Trump congratulated Tsai for becoming the island’s president earlier this year. “During the discussion, they noted the close economic, political, and security ties exists (sic) between Taiwan and the United States,” Trump’s team said in a brief statement.

Other details about the call were not immediately available, but the move risks a diplomatic dispute with China, which considers Taiwan to be an ‘inalienable’ part its territory even though the island has governed itself since the end of the civil war in 1949.

“The Chinese leadership will see this as a highly provocative action, of historic proportions,” Evan Medeiros, the former former Asia director at the White House national security council, told the Financial Times.

Medeiros added: “Regardless if it was deliberate or accidental, this phone call will fundamentally change China’s perceptions of Trump’s strategic intentions for the negative. With this kind of move, Trump is setting a foundation of enduring mistrust and strategic competition for US-China relations.”

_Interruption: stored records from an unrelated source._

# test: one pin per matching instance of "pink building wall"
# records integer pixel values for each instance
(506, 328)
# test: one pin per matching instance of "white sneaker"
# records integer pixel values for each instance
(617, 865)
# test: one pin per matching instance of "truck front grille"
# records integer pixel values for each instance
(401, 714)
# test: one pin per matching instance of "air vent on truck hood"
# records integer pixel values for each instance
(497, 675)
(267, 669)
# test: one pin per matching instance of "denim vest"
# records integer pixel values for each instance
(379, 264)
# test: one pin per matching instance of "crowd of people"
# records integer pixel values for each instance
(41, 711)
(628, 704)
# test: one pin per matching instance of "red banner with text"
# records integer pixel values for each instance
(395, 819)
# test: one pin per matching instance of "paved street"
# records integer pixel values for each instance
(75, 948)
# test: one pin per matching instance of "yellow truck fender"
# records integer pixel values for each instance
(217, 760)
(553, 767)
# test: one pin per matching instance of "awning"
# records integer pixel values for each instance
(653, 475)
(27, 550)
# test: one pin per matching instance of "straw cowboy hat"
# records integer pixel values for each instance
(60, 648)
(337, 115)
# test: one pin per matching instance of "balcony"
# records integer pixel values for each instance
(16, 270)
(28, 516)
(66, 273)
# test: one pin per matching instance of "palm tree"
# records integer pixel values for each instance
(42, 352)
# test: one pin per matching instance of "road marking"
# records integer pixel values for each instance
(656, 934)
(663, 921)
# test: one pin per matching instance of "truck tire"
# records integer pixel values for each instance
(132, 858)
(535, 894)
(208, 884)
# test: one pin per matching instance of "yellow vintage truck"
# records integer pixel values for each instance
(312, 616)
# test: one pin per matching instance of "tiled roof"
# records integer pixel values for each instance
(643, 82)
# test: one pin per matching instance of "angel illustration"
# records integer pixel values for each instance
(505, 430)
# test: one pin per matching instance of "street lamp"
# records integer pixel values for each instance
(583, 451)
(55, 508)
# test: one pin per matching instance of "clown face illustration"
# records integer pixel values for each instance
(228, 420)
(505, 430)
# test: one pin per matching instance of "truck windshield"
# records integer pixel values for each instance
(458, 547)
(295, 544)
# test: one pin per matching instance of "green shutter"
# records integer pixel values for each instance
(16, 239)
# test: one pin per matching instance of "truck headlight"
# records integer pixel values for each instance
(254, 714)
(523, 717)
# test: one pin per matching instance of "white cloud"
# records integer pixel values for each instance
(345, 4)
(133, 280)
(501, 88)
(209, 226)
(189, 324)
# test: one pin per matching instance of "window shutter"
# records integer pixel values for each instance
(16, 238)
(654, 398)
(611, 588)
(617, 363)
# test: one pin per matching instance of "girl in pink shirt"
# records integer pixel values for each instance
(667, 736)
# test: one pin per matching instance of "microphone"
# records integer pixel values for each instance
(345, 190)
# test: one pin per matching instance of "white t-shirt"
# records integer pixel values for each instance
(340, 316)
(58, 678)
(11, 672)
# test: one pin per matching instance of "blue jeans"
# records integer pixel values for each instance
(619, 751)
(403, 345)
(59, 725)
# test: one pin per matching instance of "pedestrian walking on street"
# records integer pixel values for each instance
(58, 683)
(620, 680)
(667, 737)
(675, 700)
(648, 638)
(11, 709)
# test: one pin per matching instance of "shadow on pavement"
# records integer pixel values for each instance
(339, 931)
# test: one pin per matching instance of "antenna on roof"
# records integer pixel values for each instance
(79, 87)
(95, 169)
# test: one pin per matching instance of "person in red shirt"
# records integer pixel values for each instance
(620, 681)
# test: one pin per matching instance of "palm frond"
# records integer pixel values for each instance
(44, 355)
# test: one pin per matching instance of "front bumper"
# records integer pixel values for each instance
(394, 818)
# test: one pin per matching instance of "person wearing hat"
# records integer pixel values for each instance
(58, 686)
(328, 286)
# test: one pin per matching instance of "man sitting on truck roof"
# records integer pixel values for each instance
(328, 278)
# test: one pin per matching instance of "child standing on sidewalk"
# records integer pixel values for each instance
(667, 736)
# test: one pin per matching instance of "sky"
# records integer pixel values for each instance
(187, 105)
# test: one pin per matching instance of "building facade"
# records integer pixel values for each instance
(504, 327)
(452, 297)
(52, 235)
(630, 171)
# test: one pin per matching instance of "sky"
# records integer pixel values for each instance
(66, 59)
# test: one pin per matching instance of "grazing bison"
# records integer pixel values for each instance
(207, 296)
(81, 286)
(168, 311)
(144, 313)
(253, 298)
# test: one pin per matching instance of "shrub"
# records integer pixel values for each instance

Friday’s conversation is believed to be the first between a U.S. president or president-elect and a leader of Taiwan since the United States cut diplomatic relations in 1979, when the American government recognized the People’s Republic of China to include Taiwan.

Ever since, the United States has maintained mostly low-level diplomatic contacts with Taiwan through a representative office in Taipei. China fiercely criticized the United States in early 2010 when it sold weapons to Taiwan, prompting China to suspend a number of military exchange programs.

In addition to the unexpected call, the Taipei Times reported that Idaho Republican Party Chairman Stephen Yates is scheduled to meet with President Tsai. Yates confirmed to BNO News that he will travel to Taiwan next week but said he did not know that the meeting with Tsai had been confirmed. He added that Trump’s call was a “courtesy, not a policy.”

China’s foreign ministry did not immediately return a request for comment, but several politicians were quick to question Trump’s move.

Ari Fleischer tweeted that he wasn’t allowed to refer to the government “of” Taiwan when he served as White House press secretary under President George W. Bush. “In summit meetings with China, Chinese leaders began by asking [the president] to restate one-China policy. Trump is changing how we do business with China,” he said, adding: “China will go nuts.”

Earlier this week, Trump sparked anger in India after the Pakistani government released an unusual statement about Trump’s call with Pakistani Prime Minister Sharif. Trump was said to have praised the prime minister and offered to “play any role that you want me to play” to address outstanding issues.